Portanto, sem chuvas suficientes para usos múltiplos e reservação de água, não há também como funcionar com eficiência os sistemas agrícolas de irrigação, o abastecimento doméstico, industrial, agroindustrial, o comércio, os serviços, as usinas hidrelétricas, e muito menos a produção brasileira de grãos, cereais, oleaginosas, agroenergia, açúcar, que passa igualmente pela oferta de frutas e produtos da horticultura. As safras agrícolas brasileiras dependem em 90% da distribuição das chuvas nos seus ciclos produtivos e nas diferentes regiões produtoras desse vasto território nacional e suas vocações agrossilvipecuárias. Tudo exige água!

Em Minas Gerais, os dados preliminares do Censo Agropecuário 2017 mostram que os 607.800 estabelecimentos agropecuários mineiros ocupam uma área de 37,9 milhões de hectares de terras, sendo 4,6% com lavouras permanentes; 10,5% com temporárias; 14,7% com pastagens naturais; 36,3% com pastagens plantadas; 24,4% com matas naturais; 5,1% com matas plantadas; e outras, com 4,5%. Quanto ao uso da terra, 51% ou 19,3 milhões de hectares são pastagens naturais e plantadas, e o Estado também lidera a produção de leite e derivados.

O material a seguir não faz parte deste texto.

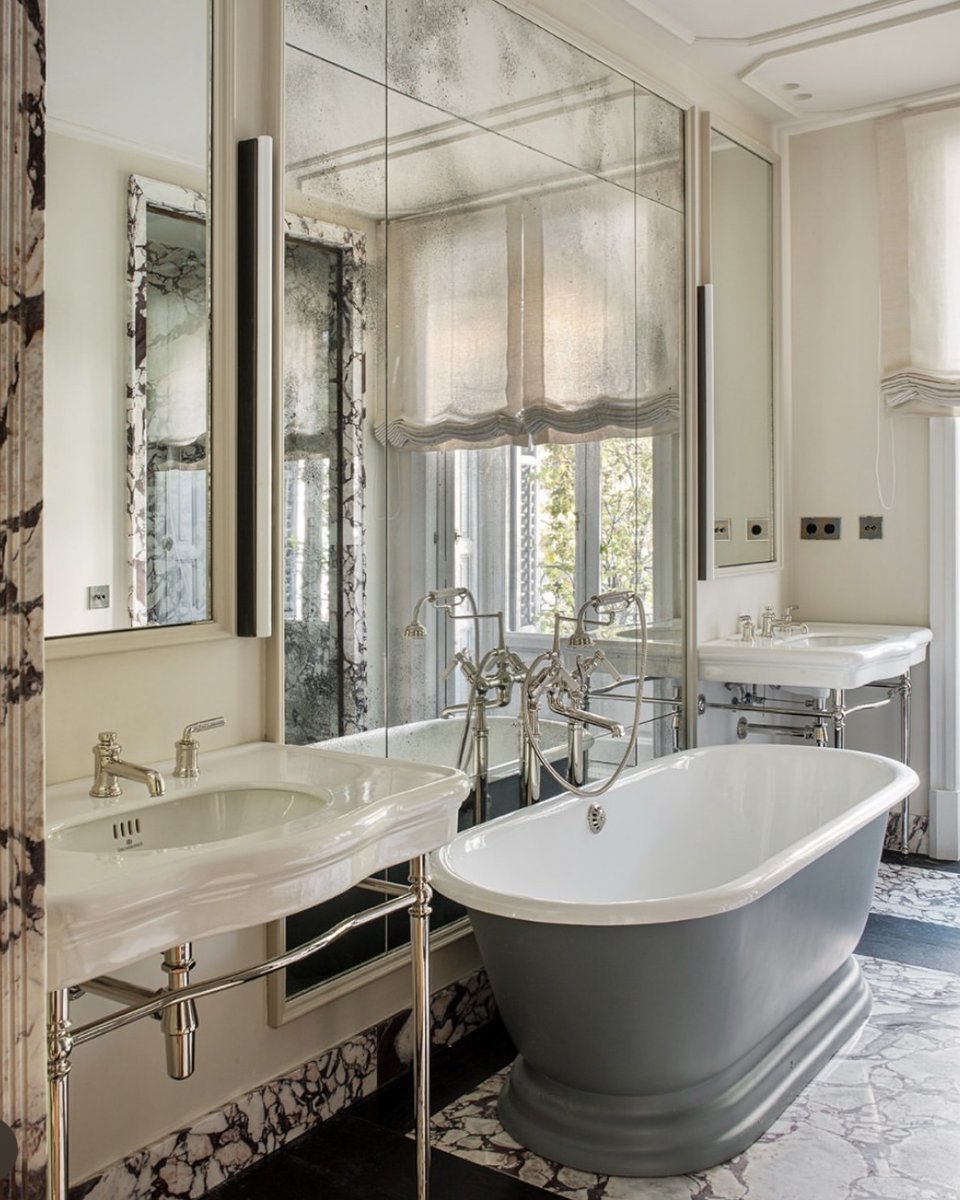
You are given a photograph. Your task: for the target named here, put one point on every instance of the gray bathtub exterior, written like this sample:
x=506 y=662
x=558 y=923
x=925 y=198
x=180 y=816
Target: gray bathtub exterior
x=669 y=1048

Nas paisagens rurais mineiras, diversificadas, essas áreas coletoras de chuvas nos domínios dos estabelecimentos agropecuários são estratégicas à gestão correta dos recursos hídricos numa perspectiva de bacias hidrográficas. Além disso, em nível nacional, segundo o pesquisador e Chefe Geral da Embrapa Territorial, Evaristo Miranda, o “Patrimônio Imobiliário Imobilizado para atender às exigências e cumprimento das leis ambientais vigentes, dentro dos estabelecimentos agropecuários brasileiros, soma um valor de R$ 3,1 trilhões.” Nenhum outro ramo da economia nacional teve que abrir mão de patrimônios privados dessa envergadura!

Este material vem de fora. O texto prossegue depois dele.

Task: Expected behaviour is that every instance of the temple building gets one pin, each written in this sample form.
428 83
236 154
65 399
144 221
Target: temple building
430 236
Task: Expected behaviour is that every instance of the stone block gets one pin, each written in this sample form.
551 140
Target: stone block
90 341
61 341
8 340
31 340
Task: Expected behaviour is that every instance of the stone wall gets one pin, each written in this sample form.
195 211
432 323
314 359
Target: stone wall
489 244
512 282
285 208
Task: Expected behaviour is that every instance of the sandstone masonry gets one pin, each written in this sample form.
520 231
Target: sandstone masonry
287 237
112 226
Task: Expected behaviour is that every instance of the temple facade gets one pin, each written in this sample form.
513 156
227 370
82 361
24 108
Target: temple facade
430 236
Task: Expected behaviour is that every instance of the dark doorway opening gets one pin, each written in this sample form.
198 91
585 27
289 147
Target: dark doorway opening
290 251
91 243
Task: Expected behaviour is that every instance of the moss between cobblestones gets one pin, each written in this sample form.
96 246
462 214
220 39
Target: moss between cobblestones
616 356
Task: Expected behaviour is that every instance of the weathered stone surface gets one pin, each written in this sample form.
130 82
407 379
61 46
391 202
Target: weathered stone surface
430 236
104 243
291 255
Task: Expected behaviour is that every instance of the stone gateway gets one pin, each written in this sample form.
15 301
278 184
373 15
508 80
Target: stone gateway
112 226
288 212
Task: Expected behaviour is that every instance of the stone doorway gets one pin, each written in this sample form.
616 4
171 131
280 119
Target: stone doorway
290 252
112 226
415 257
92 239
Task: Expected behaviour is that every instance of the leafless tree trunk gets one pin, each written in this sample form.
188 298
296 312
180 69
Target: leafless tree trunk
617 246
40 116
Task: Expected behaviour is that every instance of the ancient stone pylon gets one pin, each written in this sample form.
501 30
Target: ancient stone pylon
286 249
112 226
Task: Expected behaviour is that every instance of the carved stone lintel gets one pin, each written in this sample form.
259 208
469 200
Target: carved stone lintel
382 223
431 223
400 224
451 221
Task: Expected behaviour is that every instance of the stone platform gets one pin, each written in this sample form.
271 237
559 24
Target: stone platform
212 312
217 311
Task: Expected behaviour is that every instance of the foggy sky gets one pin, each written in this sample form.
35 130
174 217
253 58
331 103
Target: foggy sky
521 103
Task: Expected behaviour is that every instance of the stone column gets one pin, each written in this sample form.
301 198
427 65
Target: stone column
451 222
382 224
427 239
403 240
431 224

Por outro ângulo, a adoção de boas práticas conservacionistas pelos agricultores familiares, médios e grandes empresários, no foco da sustentabilidade dos recursos naturais, se faz indispensável não apenas para obter ganhos de produção, produtividade e qualidade, como também estimular um balanço ambiental positivo nas artes de plantar, criar, abastecer, exportar, preservar e conservar a natureza.

Assim posto, os efeitos positivos das boas práticas transcendem a porteira da fazenda, beneficiam toda a sociedade definitivamente urbanizada, movimentam as economias regionais, e requerem o pagamento por serviços ambientais prestados pelos empreendedores rurais. Noutra paisagem, sinérgica, a floresta Amazônica reúne nove países, entre os quais o Brasil, abrange uma área de 5,5 milhões de km2, abriga estimativamente 400 bilhões de árvores, com mais de 5 centímetros de diâmetro, e emite diariamente 20 bilhões de toneladas de vapores na atmosfera, que formam as nuvens de chuvas e tidas como verdadeiros “rios voadores” (Ipam).

Pode-se aceitar que a oferta regular de água em quantidade e qualidade, e a demanda por alimentos saudáveis e nutricionais acessíveis, entre outras condicionantes estratégicas, serão dois dos maiores desafios no viger desse século XXI.